In the memory of virtue

Is immortality.

Because it is known

By God.

It is known

By mortals.

When it is present,

People imitate it.

They long for it

When it has gone.

Throughout all time

It marches

Crowned in triumph.

It is the victor in the contest for prizes

That are undefiled.”

Once again, we return to the concept of childless people who are virtuous. The memory of their virtues (ἀρετῆς) will live on in immortality (ἀθανασία) before God (παρὰ Θεῷ) and among humans (παρὰ ἀνθρώποις). People will imitate virtue because they long for it. In fact, when it is gone, it still marches with a crown, just like in the Greek Olympic Games. They would wear this crown of virtue, since they were undefiled.

The victory celebration (2 Macc 15:29-15:35)

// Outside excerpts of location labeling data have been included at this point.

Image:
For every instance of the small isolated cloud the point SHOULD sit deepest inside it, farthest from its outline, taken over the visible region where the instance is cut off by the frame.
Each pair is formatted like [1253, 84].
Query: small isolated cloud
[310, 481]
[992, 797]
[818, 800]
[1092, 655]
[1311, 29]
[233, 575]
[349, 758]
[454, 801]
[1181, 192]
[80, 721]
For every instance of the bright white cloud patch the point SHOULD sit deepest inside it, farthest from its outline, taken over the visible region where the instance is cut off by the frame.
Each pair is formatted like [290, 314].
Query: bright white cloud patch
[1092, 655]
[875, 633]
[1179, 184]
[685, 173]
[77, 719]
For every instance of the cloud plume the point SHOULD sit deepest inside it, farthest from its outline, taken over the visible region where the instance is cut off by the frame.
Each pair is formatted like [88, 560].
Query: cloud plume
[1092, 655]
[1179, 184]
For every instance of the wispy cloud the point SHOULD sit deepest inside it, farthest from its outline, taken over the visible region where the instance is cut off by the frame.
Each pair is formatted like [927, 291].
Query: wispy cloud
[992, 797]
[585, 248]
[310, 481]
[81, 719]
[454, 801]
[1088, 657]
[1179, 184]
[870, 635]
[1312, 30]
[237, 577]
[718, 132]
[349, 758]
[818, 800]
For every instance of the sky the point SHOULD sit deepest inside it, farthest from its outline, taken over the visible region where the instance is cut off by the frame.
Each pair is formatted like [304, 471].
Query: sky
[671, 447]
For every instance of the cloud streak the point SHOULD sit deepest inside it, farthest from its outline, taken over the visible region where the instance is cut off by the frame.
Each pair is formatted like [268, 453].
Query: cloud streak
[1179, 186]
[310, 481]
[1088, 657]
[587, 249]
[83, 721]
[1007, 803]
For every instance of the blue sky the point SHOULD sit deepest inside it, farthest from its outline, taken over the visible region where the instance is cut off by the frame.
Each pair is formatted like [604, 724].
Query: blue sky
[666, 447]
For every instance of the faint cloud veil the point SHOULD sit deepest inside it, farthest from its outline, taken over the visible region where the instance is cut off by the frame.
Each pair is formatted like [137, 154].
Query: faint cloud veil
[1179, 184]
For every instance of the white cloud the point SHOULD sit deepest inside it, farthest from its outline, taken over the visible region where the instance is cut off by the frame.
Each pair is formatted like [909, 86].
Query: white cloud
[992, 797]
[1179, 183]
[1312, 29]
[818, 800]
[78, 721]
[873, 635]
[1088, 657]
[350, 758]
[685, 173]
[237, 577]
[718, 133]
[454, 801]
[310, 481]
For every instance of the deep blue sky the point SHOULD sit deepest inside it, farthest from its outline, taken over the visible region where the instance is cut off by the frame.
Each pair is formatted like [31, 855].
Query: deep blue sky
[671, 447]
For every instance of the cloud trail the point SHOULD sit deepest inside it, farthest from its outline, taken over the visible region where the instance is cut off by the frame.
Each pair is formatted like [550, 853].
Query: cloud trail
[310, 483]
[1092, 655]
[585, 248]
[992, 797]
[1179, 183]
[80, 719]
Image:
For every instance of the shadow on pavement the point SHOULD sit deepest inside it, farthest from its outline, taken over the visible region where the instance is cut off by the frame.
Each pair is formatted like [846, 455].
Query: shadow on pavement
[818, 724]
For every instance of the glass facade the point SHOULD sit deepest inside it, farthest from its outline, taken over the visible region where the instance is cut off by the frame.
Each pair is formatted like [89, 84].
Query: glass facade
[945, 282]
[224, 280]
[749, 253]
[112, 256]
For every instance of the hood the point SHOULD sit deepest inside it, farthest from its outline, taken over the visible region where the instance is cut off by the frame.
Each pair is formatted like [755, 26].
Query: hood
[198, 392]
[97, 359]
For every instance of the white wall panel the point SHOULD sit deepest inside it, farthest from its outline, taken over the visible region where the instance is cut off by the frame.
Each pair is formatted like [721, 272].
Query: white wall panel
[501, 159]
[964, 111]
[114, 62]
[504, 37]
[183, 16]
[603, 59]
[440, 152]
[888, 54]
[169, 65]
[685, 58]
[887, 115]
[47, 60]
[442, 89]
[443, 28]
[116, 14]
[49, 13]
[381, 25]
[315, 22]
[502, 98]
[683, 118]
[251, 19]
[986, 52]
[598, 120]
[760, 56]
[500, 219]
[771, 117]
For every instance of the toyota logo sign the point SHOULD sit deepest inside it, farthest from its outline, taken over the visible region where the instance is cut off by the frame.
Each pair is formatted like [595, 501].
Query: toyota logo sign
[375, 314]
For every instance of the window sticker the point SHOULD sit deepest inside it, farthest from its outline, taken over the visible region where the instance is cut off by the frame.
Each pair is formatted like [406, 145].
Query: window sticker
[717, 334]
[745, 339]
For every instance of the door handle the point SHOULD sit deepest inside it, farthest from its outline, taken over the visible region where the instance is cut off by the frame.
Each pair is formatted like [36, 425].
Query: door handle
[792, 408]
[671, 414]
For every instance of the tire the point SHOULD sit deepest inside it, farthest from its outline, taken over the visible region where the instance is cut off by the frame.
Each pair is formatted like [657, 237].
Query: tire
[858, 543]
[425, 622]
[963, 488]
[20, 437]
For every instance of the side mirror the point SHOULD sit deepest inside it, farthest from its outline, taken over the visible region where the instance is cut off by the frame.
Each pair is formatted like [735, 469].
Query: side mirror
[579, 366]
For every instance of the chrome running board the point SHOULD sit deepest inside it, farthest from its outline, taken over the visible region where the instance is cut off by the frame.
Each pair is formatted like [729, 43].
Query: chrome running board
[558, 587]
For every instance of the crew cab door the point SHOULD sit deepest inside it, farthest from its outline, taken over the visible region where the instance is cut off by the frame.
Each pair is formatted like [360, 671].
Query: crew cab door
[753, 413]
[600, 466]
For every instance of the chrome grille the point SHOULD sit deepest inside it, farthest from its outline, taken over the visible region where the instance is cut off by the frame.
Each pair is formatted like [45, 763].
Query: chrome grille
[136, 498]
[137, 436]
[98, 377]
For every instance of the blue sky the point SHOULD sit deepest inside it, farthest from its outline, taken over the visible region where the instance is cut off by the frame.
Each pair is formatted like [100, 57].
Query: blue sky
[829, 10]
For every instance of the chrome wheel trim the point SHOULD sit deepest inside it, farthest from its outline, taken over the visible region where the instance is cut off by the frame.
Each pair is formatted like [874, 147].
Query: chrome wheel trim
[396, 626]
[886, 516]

“Then there was shouting and tumult. They blessed the Sovereign Lord in the language of their ancestors. Then the man, who was in body and soul the defender of his people, the man who maintained his youthful goodwill toward his compatriots, ordered them to cut off Nicanor’s head and his arm. They were to carry them to Jerusalem. When he arrived there, he called his compatriots together. He stationed the priests before the altar. He sent for those who were in the citadel. He showed them the vile Nicanor’s head and that profane man’s arm. This was the arm that had been boastfully stretched out against the holy house of the all powerful one. He cut out the tongue of the ungodly Nicanor. He said that he would give it piecemeal to the birds. He would hang up these rewards of his folly opposite the sanctuary. They all, looking to heaven, blessed the Lord who had manifested himself, saying.

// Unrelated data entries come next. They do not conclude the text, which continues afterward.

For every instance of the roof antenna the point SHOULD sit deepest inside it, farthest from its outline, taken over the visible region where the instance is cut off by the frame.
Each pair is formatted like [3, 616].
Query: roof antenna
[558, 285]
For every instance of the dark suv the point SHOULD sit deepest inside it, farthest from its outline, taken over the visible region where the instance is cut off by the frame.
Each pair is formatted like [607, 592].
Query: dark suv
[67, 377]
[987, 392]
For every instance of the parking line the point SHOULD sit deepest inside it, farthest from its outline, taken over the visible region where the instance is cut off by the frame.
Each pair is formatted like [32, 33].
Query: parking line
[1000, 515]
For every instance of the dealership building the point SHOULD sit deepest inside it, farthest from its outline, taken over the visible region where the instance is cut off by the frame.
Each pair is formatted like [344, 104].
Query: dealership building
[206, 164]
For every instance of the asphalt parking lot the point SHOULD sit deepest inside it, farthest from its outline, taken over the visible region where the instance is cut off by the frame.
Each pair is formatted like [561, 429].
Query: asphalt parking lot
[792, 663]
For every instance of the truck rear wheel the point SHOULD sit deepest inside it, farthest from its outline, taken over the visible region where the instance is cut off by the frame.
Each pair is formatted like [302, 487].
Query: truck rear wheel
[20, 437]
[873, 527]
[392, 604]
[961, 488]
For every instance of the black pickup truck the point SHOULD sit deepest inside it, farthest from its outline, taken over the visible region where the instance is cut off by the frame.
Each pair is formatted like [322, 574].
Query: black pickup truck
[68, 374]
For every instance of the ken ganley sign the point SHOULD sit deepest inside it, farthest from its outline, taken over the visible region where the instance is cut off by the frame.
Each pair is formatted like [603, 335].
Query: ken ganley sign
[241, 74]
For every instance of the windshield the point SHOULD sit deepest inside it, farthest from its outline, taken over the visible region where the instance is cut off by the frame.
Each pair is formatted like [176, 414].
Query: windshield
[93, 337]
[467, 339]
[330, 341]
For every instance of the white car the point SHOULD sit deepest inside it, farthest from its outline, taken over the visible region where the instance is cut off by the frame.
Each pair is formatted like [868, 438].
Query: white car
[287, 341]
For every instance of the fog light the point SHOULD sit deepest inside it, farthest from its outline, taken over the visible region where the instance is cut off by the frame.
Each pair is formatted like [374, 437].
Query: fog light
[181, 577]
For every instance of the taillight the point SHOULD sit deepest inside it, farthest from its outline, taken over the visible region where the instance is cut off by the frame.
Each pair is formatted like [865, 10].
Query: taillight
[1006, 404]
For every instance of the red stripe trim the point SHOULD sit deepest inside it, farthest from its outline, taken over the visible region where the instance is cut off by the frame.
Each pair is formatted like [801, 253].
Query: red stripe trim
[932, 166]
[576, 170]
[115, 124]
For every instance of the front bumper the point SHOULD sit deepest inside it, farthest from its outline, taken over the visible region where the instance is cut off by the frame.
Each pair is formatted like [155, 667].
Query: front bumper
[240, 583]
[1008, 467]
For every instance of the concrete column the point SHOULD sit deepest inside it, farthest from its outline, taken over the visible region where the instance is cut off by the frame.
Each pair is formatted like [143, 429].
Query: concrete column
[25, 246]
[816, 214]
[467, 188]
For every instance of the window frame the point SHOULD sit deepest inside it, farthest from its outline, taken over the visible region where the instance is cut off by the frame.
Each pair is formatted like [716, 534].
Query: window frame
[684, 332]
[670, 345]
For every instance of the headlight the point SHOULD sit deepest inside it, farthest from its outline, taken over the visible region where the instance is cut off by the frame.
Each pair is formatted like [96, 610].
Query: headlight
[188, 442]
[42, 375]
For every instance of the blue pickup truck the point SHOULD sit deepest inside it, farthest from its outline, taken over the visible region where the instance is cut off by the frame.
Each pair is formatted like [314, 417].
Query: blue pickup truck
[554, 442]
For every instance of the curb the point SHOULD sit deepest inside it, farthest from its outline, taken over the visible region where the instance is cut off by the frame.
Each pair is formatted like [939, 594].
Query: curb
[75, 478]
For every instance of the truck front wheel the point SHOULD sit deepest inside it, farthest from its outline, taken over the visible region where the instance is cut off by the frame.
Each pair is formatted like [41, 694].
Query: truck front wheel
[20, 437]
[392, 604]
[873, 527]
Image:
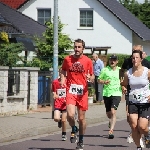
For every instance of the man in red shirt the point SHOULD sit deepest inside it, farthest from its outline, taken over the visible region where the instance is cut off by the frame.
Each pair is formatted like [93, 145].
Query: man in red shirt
[77, 69]
[59, 96]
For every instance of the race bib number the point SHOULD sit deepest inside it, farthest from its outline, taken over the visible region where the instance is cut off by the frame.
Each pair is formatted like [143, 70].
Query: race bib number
[76, 89]
[138, 96]
[61, 93]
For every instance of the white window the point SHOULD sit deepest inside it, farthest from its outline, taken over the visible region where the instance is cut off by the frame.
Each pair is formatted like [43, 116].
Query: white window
[86, 18]
[43, 15]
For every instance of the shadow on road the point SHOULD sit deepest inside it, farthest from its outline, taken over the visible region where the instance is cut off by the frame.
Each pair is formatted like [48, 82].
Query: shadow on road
[119, 130]
[107, 145]
[49, 148]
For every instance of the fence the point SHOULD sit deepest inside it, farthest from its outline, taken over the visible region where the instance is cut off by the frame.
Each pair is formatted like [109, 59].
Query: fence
[44, 88]
[13, 82]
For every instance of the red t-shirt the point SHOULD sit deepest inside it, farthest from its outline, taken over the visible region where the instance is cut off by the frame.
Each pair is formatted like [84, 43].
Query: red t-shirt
[60, 91]
[76, 69]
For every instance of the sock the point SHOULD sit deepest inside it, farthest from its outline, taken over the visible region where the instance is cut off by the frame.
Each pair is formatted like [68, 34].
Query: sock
[80, 138]
[74, 129]
[63, 133]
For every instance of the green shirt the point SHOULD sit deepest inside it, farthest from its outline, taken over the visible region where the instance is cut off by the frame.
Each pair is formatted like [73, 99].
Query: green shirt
[114, 87]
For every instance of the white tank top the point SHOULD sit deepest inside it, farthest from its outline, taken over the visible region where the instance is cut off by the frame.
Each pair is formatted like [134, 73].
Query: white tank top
[139, 87]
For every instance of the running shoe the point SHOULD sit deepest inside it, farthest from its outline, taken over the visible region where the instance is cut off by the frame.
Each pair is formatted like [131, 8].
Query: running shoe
[79, 146]
[59, 124]
[110, 135]
[142, 142]
[109, 124]
[73, 137]
[147, 140]
[64, 137]
[129, 139]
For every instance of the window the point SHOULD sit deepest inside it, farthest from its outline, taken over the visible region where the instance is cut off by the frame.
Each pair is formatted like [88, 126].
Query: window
[44, 15]
[86, 18]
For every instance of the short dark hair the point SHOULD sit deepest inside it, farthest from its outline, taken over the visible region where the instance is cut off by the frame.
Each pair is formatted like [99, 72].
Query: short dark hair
[139, 52]
[80, 41]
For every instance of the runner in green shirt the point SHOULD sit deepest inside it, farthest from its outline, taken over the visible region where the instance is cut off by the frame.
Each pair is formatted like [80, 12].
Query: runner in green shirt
[112, 91]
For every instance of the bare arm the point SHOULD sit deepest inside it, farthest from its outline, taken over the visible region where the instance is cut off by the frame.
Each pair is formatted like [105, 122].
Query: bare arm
[149, 80]
[55, 95]
[121, 73]
[149, 75]
[124, 83]
[63, 77]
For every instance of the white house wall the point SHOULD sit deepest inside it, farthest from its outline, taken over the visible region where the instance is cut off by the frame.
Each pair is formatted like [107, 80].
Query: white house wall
[138, 41]
[107, 30]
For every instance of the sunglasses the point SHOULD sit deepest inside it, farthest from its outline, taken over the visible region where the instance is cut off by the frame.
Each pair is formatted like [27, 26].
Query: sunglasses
[77, 46]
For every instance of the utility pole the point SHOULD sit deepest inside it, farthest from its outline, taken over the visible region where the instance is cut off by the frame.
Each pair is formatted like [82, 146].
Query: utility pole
[55, 47]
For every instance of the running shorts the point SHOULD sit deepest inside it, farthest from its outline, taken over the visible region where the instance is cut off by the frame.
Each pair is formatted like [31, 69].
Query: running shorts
[81, 101]
[60, 104]
[143, 110]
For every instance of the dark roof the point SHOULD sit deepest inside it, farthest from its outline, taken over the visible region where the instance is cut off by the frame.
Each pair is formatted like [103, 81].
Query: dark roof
[3, 22]
[127, 18]
[14, 3]
[20, 23]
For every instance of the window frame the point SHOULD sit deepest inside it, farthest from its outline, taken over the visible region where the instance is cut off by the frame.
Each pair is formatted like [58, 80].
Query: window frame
[44, 9]
[85, 28]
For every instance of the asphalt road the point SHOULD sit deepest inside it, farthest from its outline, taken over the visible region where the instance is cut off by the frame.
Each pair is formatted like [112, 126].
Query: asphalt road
[95, 139]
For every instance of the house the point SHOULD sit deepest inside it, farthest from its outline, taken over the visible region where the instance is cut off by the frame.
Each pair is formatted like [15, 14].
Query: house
[100, 23]
[20, 28]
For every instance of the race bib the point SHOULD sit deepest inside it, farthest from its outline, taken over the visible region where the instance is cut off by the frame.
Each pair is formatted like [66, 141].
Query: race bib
[137, 96]
[76, 89]
[61, 93]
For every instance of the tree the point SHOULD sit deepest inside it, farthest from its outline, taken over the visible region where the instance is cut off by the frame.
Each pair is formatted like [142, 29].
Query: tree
[141, 11]
[9, 52]
[44, 58]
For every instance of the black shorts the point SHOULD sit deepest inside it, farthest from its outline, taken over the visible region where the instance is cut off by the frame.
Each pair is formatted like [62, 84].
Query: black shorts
[127, 99]
[111, 102]
[64, 110]
[143, 110]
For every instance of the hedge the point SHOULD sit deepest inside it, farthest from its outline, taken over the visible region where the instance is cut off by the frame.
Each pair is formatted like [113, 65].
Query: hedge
[121, 58]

‘Blessed is he who has kept his own place undefiled.’

Judas Maccabeus hung Nicanor’s head from the citadel, a clear and conspicuous sign to every one of the help of the Lord.”

Once again, this is similar to 1 Maccabees, chapter 7. In both 1 and 2 Maccabees, they cut off the head and the arm of Nicanor. Here they also cut out his tongue in the presence of the men from the citadel. As in 1 Maccabees, they hung the head of Nicanor, but here it is more specific from the hated citadel. Here there is more praise for Judas Maccabeus as the defender with good will towards his people. Here they pray in the language of their ancestors that may have been Hebrew, instead of the common language of Aramaic. As usual they were happy that the Temple had remained undefiled.

The prayer of the priests in Jerusalem (2 Macc 14:34-14:36)

“Having said this, he went away. Then the priests stretched out their hands toward heaven. They called upon the constant defender of our nation, in these words.

‘O Lord of all,

Although you have need of nothing,

You were pleased

That there should be a temple for thy habitation among us.

So now,

O holy One,

Lord of all holiness,

Keep undefiled forever this house that has been so recently purified.’”

When Nicanor left the Temple, the priests stretched out their hands to heaven and began to pray. They prayed to the defender of their nation. They realized that God, the Lord of all, did not need anything. However, he had been pleased by this Temple so that he could live among them. Now they were asking him, the holy one, the Lord of all holiness, to keep this Temple or house of the Lord undefiled since it had been so recently purified.